Sunday, October 14, 2007

Semper Reformanda = Pie in the Sky

Francis, how does a Church balance Church discipline in keeping the Faith, against the stated goal of the reformed churches: "Semper Reformanda", to be "always reforming"?

It seems to me that you either have to anoint the reformers of 1646, framing the Westminster Confession with an infallibility beyond question, and thus sacrifice any hope for being "always reforming". Or on the other hand, you have to debate every issue and every viewpoint in the church, and have it be a big power struggle on who wins. If you are the incumbant and you lose the power struggle, then you have to go out and find or found a new church. If you are the reformer and you lose, you have to go out and found or find a new church to continue the reformation. Is that God's big plan for the church? Either to annoint some reformers in 1646? Or to keep splitting churches and having people bounce from church to church in a continuing power trip on who can force their ideas on the church?

Because the one thing that certainly isn't happening is people embracing the teachings of the Westminster Confession on its own merits. Less and less proportion of people over time hold less and less of its doctrine to be true. There's a great un-reformation going on in the churches that formally held to this confession.

There's someone attending our Orthodox church now for a few months who has been a long time member of the most conservative Calvinist Presbyterian denomination, because she feels that the church has recently gone awry in the area of worship. Other members are refugees from Anglicans, Baptists or others because these churches are continually falling off the rails in one area or another. Of course maybe they're not off the rails, maybe they are just continuing to reform. Because reformed protestant worship circa 2007 is a LOT different than what it was circa 1646. No doubt the remaining members (the winners of the power struggles) in these increasingly struggling denominations see themselves this way. But nobody feels safe, not even in the most conservative Presbyterian church, that the next wave of new-think won't marginalize yet another slice of the pie of membership.

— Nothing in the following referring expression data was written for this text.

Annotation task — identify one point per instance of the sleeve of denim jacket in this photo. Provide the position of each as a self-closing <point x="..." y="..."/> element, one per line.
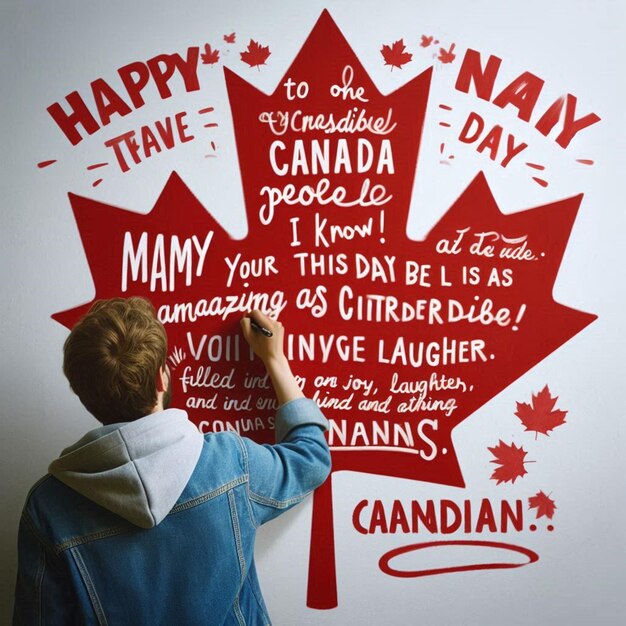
<point x="42" y="592"/>
<point x="283" y="474"/>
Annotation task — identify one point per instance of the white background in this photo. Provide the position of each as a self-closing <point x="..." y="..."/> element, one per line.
<point x="50" y="49"/>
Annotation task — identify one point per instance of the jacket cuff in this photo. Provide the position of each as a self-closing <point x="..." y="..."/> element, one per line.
<point x="298" y="412"/>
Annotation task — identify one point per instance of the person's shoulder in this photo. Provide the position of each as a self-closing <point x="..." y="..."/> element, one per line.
<point x="222" y="461"/>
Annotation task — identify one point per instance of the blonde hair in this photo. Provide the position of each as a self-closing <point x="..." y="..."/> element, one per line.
<point x="112" y="356"/>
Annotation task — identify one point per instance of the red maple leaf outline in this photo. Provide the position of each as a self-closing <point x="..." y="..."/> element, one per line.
<point x="447" y="56"/>
<point x="557" y="219"/>
<point x="256" y="54"/>
<point x="540" y="416"/>
<point x="209" y="56"/>
<point x="395" y="54"/>
<point x="544" y="504"/>
<point x="510" y="458"/>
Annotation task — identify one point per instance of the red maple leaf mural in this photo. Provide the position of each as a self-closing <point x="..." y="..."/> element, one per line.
<point x="395" y="54"/>
<point x="399" y="341"/>
<point x="510" y="458"/>
<point x="255" y="54"/>
<point x="209" y="56"/>
<point x="540" y="416"/>
<point x="544" y="504"/>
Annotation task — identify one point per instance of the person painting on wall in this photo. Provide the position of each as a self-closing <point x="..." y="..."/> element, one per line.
<point x="145" y="520"/>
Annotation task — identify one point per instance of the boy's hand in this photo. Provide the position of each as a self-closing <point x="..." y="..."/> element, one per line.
<point x="270" y="350"/>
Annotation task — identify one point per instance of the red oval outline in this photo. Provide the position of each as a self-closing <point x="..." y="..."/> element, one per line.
<point x="383" y="563"/>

How can you say this is workable? Aren't you just living in an ivory tower of theory whilst the rats jump ship to the safe waters of Orthodoxy? Where are you going to go when it's your congregation's turn to either fall off the rails, or else not listen to your sound advice to reform? Do you have a cracking point where you are going to have had enough, or are you lucky enough to be on one of the larger icebergs heading towards the equator, and haven't had to face it yet? In this land of confusion do you really feel better off than the Fathers who said "it is Tradition, look no further"? Only the Orthodox Church has stability because only it recognizes no mechanism for change. Never reforming. Ever.